Die fünf wichtigsten Erkenntnisse der Public-Pay-Studie
1. Sparkassen-Vorstände liegen mit 402.000 Euro Jahresgehalt an der Spitze
Die Vorstandsmitglieder bei Sparkassen verdienten 2023 im Median 402.000 Euro – mehr als doppelt so viel wie der Durchschnitt anderer öffentlicher Unternehmen (172.000 Euro) und 12.000 Euro mehr als bei der Vorjahres-Auswertung. Damit sind sie die Topverdiener im öffentlichen Sektor, noch vor Vorstandsmitgliedern bei Flug- und Seehäfen (330.000 Euro) oder Stadtwerken (256.000 Euro).
2. Große Gehaltsunterschiede je nach Institutsgröße
Die Bandbreite innerhalb der Sparkassen ist enorm: In kleineren Häusern mit weniger als 226 Beschäftigten liegt das durchschnittliche Jahresgehalt der Führungskräfte bei 294.000 Euro, in großen Instituten mit mehr als 678 Beschäftigten sind es 547.000 Euro.
3. Vorständinnen verdienen mehr als ihre männlichen Kollegen
Ein überraschender Befund: Während Vorständinnen im Median 498.000 Euro erhielten, bekamen ihre männlichen Kollegen 400.000 Euro. Das ist branchenübergreifend ungewöhnlich – im Schnitt aller öffentlichen Sektoren verdienen Frauen in Spitzenpositionen mit 149.000 Euro deutlich weniger als Männer (177.000 Euro).
4. 91 Vergütungsmillionäre bei den großen Sparkassen
Bei den 80 größten Sparkassen gab es 2023 immerhin 91 Vorständinnen und Vorstände, die eine Million Euro und mehr verdienten. Im Jahr zuvor waren es sogar 99 Spitzenverdiener. Häufig hängt dies mit üppigen Pensionszusagen zusammen – bei der Sparkasse Reutlingen machten die jährlichen Zuführungen zu den Pensionsrückstellungen beispielsweise 62 Prozent der siebenstelligen Gesamtvergütung aus.
5. Wissenschaftler fordert mehr Transparenz
„Im Branchenvergleich, zum Beispiel im Verhältnis zu großen Energieversorgungsunternehmen und Stadtwerken, liegt die Vergütung bei Sparkassenvorständen auffällig hoch“, sagt Studienautor Ulf Papenfuß von der Zeppelin-Universität. Er sieht Transparenz als „wesentlichen Faktor für Vertrauen in den Staat und öffentliche Institutionen“.
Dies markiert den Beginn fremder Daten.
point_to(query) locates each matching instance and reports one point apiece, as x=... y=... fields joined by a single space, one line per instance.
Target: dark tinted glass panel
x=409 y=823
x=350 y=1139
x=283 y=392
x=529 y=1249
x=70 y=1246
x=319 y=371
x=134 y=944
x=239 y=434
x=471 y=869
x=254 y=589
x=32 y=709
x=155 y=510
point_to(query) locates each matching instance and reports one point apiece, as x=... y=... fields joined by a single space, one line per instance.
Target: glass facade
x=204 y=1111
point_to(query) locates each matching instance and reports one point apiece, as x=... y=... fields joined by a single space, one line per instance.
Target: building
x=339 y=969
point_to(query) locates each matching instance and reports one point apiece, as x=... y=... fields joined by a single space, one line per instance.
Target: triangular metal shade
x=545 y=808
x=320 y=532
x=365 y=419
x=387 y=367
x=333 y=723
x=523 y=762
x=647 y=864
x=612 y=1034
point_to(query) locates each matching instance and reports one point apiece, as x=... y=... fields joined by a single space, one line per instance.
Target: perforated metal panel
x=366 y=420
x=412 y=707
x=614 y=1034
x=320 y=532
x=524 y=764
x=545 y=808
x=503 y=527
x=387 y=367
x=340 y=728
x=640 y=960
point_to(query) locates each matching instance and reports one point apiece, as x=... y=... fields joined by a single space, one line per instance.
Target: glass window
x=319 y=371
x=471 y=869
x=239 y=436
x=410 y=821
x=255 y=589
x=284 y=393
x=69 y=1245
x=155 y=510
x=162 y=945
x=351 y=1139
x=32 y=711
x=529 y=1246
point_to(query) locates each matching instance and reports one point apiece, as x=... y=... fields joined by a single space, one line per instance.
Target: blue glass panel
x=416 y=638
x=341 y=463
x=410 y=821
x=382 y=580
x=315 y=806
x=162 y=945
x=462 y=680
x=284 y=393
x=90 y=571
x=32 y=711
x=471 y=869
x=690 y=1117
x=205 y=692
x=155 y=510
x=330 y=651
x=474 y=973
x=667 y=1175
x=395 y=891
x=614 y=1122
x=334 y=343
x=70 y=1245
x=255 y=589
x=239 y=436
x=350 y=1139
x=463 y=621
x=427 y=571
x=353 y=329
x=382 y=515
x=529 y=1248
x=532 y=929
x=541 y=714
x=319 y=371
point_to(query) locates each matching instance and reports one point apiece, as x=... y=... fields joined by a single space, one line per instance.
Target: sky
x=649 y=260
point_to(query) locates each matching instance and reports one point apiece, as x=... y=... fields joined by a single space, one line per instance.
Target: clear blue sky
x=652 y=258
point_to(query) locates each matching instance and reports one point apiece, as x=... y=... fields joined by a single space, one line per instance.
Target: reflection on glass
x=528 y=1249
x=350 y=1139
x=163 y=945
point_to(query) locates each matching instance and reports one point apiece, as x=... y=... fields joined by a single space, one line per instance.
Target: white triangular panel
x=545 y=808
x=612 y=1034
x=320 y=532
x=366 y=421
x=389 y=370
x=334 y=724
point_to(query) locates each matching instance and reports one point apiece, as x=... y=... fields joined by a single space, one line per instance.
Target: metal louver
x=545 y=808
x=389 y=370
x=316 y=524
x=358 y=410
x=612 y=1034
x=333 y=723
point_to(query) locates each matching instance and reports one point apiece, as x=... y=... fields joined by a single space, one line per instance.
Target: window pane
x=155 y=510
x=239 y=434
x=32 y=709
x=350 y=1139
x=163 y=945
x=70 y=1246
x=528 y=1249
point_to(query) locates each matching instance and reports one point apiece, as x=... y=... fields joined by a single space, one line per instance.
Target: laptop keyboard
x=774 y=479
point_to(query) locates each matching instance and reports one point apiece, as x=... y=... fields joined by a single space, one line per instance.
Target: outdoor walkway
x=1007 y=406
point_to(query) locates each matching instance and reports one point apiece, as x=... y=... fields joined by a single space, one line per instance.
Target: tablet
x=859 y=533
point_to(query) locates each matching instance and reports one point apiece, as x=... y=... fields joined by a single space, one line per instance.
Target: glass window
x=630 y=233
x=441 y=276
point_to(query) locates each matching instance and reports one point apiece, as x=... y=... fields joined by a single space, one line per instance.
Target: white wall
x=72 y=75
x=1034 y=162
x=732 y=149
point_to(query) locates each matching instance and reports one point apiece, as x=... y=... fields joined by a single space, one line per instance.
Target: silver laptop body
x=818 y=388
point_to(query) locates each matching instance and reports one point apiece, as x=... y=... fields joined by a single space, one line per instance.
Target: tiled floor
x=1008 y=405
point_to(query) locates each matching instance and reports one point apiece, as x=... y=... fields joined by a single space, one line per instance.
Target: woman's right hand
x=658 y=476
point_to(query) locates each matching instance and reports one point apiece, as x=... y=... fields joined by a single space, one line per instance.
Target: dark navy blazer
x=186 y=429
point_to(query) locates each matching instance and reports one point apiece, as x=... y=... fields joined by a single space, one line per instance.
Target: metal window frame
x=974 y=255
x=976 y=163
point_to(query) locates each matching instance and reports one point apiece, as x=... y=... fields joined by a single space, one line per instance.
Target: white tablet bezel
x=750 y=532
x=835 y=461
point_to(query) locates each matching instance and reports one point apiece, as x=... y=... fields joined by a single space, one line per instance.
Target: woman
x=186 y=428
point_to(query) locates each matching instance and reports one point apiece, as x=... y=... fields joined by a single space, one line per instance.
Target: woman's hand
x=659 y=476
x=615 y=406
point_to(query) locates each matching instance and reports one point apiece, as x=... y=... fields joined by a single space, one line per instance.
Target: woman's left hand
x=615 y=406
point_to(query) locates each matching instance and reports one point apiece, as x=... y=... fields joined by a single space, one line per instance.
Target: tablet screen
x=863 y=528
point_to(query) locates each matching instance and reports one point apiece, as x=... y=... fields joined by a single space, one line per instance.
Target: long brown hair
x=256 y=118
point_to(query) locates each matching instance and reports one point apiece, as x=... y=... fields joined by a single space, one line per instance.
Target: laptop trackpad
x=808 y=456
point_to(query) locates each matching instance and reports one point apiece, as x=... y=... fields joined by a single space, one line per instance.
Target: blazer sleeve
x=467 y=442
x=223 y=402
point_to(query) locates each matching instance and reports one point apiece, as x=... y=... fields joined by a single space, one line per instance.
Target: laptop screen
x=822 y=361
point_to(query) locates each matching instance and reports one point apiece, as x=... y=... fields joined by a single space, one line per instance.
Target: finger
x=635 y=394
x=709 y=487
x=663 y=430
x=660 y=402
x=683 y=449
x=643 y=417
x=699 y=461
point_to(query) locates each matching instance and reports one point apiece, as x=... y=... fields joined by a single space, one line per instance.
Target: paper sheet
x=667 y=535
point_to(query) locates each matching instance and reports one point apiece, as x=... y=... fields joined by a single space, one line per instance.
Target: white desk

Sparkassenverband wehrt sich
Der Deutsche Sparkassen- und Giroverband (DSGV) findet den Vergleich mit anderen öffentlichen Unternehmen laut Handelsblatt „irreführend“. „Aussagefähige Vergleiche lassen sich nur innerhalb einzelner Berufsgruppen treffen“, argumentiert der Verband. Sparkassen stünden auf allen Ebenen im Wettbewerb mit anderen Banken um die fähigsten Köpfe.
Methodik der Studie
Für die Untersuchung wurden die 2023 gezahlten Gehälter von mehr als 7.000 öffentlichen Unternehmen unterschiedlicher Branchen geprüft. Die Berechnung für den Durchschnittswert bei den Sparkassen beruht auf den Vergütungsangaben für gut 500 Personen. Die Studie erfasst allerdings nicht die oft umstrittenen Pensionszusagen, die einen erheblichen Teil der Gesamtvergütung ausmachen können.
Sparkassen punkten bei Nachwuchskräften
Die attraktiven Gehälter in der Sparkassen-Finanzgruppe machen sich vielleicht auch bei der Nachwuchsgewinnung bemerkbar: Für das Ausbildungsjahr 2024/2025 meldete die Gruppe 6.838 Neueinstellungen – bei einem Anstieg der Bewerberzahlen um 27 Prozent im Vergleich zum Vorjahr, wie eine Auswertung vom Dezember 2024 zeigt. Mehr als die Hälfte aller Bankkaufleute in Deutschland absolviert ihre Ausbildung bei der Sparkassen-Finanzgruppe.